3. yeahh it is, but the thing is i really dont understand what my p(x,y) is supposed to be.. like is it just one number? like the row totals or something?

Originally Posted by matheagle
and that E(X|Y) = P(x,y)/P(y) this is p(x|y) not E(X|Y)
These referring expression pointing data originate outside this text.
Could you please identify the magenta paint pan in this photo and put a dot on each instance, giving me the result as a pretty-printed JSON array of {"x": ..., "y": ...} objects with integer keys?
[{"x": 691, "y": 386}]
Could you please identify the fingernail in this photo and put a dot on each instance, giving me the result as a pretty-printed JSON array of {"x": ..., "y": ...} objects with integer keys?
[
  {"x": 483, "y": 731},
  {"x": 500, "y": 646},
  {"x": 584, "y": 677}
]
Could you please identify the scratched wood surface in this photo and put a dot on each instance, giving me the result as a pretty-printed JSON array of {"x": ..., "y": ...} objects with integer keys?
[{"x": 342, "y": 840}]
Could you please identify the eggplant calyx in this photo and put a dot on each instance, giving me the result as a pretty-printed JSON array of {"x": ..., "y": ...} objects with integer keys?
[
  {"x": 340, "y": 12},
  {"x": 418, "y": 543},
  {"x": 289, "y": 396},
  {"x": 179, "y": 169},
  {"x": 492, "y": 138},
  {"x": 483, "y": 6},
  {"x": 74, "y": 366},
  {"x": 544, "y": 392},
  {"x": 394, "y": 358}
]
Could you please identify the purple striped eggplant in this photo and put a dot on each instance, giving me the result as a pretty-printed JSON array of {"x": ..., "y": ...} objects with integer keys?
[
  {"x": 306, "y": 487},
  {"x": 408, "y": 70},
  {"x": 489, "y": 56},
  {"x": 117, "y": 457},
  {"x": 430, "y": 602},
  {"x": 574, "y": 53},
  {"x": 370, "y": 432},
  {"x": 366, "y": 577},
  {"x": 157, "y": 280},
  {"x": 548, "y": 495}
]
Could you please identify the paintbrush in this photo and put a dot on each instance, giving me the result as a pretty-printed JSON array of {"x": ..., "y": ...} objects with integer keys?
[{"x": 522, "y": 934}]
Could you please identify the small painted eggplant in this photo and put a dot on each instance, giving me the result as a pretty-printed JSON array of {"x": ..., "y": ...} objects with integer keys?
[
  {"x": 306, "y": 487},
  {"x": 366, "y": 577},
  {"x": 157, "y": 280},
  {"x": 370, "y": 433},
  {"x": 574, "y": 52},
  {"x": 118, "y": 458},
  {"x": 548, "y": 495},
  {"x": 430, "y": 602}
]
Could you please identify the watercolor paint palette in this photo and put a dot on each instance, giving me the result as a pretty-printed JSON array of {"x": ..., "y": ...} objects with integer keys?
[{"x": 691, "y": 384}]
ohhh and umm im really dumb, so what is the difference between p(x|y) and E(X|Y)? what is it meant to be? thanks

4. YOUR table is hard to read, but it looks like all the numbers add to one.
SO, that is p(x,y). For example P(X=0,Y=0)=.04....
P(X=0|Y=0)=P(X=0,Y=0)/P(Y=0).

Y can be 0,1,2 so there are 3 values for E(X|Y=y), depending on y

$\displaystyle E(X|Y=0)=\sum_{x=0}^3 xP(X=x|Y=0)$

5. ahhh icic thank you. :]. but how do i show that Ey[E(X|Y)] = E(X)?
do i just do:

$\displaystyle E(X|Y=0)=\sum_{x=0}^3 xP(X=x|Y=0)$
$\displaystyle E(X|Y=1)=\sum_{x=0}^3 xP(X=x|Y=1)$
$\displaystyle E(X|Y=2)=\sum_{x=0}^3 xP(X=x|Y=2)$

6. $\displaystyle E(X)=\sum_x\sum_y xp(x,y)$

YOU need to be careful with that y in

$\displaystyle E(E(X|Y))=\sum_y E(X|Y=y))P(Y=y)$

Just consider E(X|Y=y)) as g(y) and

$\displaystyle E(g(Y))=\sum_y g(y) P(Y=y)$

7. ahhh okies, thank you!!